The priest would be called in to find out what is wrong, and why and prescribe a cure. At the same time to realize that is another level of medicine, the spiritual. People needed emotional and what we would now call psychological help. All of this was the domain of the priests who were supported by the community to function as doctors, therapists, teachers, and spiritual advisors in addition to their ceremonial roles.
The priest could place the invalid in temporary quarantine before deciding whether it was serious enough to warrant longer isolation to protect the community, before allowing them back. This was followed by a religious procedure of gratitude for being cured, and atonement for any shortcomings. A process of rectification (Tikkun).
The Torah’s attitude to sickness is a dual system that we might call holistic.

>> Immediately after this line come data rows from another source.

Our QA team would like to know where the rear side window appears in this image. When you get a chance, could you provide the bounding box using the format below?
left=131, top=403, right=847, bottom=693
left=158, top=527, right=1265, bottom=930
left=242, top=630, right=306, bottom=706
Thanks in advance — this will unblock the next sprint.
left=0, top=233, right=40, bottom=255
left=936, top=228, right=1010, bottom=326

Connecting the physical to the religious by insisting on rituals that act as reminders of moral obligations. The Talmud added a dimension of social rectification. It implied that physical sickness might also be the result of moral sickness, anti-social behavior, or destructive intentions. It linked Tsara’at to telling tales and gossip. It was concerned not just with physical failure but moral failure too, warning against destructive selfishness. This too was why they always said that historical catastrophes that befell us were often the result of our own failure. Even so, the Talmud insists that we should consult medical experts (Bava Kama 85a).
As science has developed, we know there's a lot that it still doesn't know. That’s one of the reasons why so many people turn even now to astrology and magic of different kinds and are often taken advantage of by charlatans. Our tradition includes physical, psychological, and all the other elements that go towards helping people cope with their problems physically and spiritually.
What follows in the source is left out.